Let's define $\hat{q},\ \hat{p}$ the positon and momentum quantum operators, $\hat{a}$ the annihilation operator and $\hat{a}_1,\ \hat{a}_2$ with its real and imaginary part, such that
$$ \hat{a} = \hat{a}_1 + j \hat{a}_2$$
with
$$\hat{a}_1 = \sqrt{\frac{\omega}{2 \hbar}}\hat{q},\ \hat{a}_2 = \sqrt{\frac{1}{2 \hbar \omega}}\hat{p}$$
(for a reference, see Shapiro Lectures on Quantum Optical Communication, lect.4)
Define $|a_1 \rangle,\ |a_2\rangle,\ |q\rangle,\ |p\rangle$ the eigenket of the operator $\hat{a}_1,\ \hat{a}_2,\ \hat{q},\ \hat{p}$ respectively.
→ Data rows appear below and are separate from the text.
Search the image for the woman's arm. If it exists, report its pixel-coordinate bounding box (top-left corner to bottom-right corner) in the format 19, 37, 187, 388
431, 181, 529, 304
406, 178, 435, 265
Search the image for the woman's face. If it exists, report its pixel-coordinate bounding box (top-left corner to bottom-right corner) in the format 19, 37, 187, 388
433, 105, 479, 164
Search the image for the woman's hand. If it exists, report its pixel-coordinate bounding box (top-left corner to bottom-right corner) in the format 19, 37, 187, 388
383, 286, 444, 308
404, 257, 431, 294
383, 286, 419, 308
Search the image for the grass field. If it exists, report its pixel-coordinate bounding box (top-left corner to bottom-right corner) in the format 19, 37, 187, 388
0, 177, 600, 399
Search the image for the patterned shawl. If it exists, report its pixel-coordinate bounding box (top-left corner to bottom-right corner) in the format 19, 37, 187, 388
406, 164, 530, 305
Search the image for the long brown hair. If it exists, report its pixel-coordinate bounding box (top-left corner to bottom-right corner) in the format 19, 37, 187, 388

From the lecture, I know that
$$ \langle a_2|a_1\rangle = \frac{1}{\sqrt{\pi}} e^{-2j a_1 a_2}$$
but I do not understand how to obtain
$$ \langle p|q\rangle = \frac{1}{\sqrt{2\pi\hbar}} e^{-\frac{j}{\hbar}qp}$$
I thought that with a variable substitution would suffice, but substituting
${a}_1 = \sqrt{\frac{\omega}{2 \hbar}}{q},\ a_2 = \sqrt{\frac{1}{2 \hbar \omega}}{p}$, I obtain
$$\frac{1}{\sqrt{\pi}} e^{-\frac{j}{\hbar}qp}$$
which does not have the correct factor $\frac{1}{\sqrt{2\pi\hbar}}$.
What am I missing?
Best Answer
Inner scalar producs
Since $\hat{a}_1 = \sqrt{\frac{\omega}{2 \hbar}}\hat{q}$, then $\langle a_1|q\rangle=N_1\delta\left(a_1- \sqrt{\frac{\omega}{2 \hbar}}q\right).$
Also, since $\hat{a}_2 = \sqrt{\frac{1}{2 \hbar\omega}}\hat{p}$, then $\langle a_2|p\rangle=N_2\delta\left(a_2- \sqrt{\frac{1}{2 \hbar\omega}}p\right).$
Normalization constants
We will use this property: $\int dx \delta\left(\alpha x-y\right) f(x)=\frac{f\left(\frac{y}{\alpha}\right)}{\alpha}.$
If we ask that $|a_1\rangle$ are normalized, we are asking that $$\delta\left(a_1- \bar a_2\right)=\langle a_1|\bar a_1\rangle = \int dq \langle a_1| q\rangle \langle q|\bar a_1\rangle=\int dq \left|N_1\right|^2 \delta\left(a_1- \sqrt{\frac{\omega}{2 \hbar}}q\right) \delta\left(\bar a_1- \sqrt{\frac{\omega}{2 \hbar}}q\right).$$
So, $N_1= \left(\frac{\omega}{2\hbar}\right)^\frac{1}{4}.$
Doing the same thing for $|a_2\rangle$ We then obtained that:
$\langle a_1|q\rangle= \left(\frac{\omega}{2\hbar}\right)^\frac{1}{4}\delta\left(a_1- \sqrt{\frac{\omega}{2 \hbar}}q\right).$
$\langle a_2|p\rangle= \left(\frac{1}{2\hbar\omega}\right)^\frac{1}{4}\delta\left(a_2- \sqrt{\frac{1}{2 \hbar\omega}}p\right).$
Computing $\langle p|q \rangle$
Then, as you know, $\langle p| q\rangle =\int da_1 da_2 \langle p| a_2\rangle \langle a_2| a_1\rangle \langle a_1| q\rangle .$
This whould be enough for you to find the right solution.